Antibiotic resistance across Europe: E. coli, MRSA and Klebsiella

15 November 2017
Written by
Cath Sleeman

We've published a new data visualisation that shows the latest developments in antibiotic resistance across Europe. While antibiotics have added an average of 20 years to our lives, the rise of resistant bacteria is threatening to make antibiotics ineffective. This poses a significant risk as common infections could become untreatable. 

Despite growing awareness, it can be difficult for non-specialists to understand how the threat posed by antibiotic resistance is evolving. There are a myriad of bacteria and antibiotics to consider, and there are large inter-country differences in resistance rates.

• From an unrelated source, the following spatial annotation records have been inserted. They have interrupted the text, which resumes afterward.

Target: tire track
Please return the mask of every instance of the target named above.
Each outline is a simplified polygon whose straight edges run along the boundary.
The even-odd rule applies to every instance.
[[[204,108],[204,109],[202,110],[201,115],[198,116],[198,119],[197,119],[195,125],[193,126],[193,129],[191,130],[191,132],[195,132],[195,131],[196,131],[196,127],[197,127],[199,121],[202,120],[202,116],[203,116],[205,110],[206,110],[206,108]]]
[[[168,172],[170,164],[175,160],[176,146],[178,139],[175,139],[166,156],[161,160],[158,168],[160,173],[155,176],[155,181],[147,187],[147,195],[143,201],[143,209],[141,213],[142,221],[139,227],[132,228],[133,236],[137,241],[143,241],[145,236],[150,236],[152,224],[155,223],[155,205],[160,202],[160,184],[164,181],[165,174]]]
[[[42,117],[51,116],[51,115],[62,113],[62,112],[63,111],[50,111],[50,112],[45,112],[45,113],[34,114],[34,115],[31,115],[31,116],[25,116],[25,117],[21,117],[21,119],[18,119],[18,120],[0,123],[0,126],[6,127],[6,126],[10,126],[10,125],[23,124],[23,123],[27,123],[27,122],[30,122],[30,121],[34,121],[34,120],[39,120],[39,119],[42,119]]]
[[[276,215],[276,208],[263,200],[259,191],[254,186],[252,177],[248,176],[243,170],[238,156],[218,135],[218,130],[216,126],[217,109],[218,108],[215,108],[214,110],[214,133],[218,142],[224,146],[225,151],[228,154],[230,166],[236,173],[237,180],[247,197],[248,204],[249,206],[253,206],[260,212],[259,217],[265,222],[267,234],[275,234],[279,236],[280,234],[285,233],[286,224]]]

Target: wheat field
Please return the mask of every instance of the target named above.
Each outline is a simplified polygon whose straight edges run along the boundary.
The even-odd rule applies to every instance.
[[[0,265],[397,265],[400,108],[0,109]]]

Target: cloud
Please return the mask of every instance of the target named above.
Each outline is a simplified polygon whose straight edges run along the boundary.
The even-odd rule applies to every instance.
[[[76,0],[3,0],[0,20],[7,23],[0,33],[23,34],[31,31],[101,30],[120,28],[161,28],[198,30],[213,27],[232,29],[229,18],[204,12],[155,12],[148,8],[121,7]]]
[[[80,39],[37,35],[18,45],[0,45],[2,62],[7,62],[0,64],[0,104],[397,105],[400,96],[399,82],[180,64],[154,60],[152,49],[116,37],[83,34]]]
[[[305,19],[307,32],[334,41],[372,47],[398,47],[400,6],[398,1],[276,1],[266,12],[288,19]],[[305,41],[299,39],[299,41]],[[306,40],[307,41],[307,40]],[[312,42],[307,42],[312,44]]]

The data visualisation shows how Europe is faring in the fight against resistance to antibiotics. It uses the latest available data (released today) from the European Centre for Disease Prevention and Control (ECDC). The visualisation shows acquired resistance of three common bacteria, E.Coli, Klebsiella and Methicillin-resistant Staphylococcus aureus (MRSA), to a range of antibiotics for each of the EU/EEA member states. 

The most striking result is the large variation in resistance levels across Europe. For a given bacteria and antibiotic, resistance rates can range from just above zero in one country to over 60% in another. Broadly, countries in the south and east of Europe tend to report higher resistance percentages than those in the north of Europe.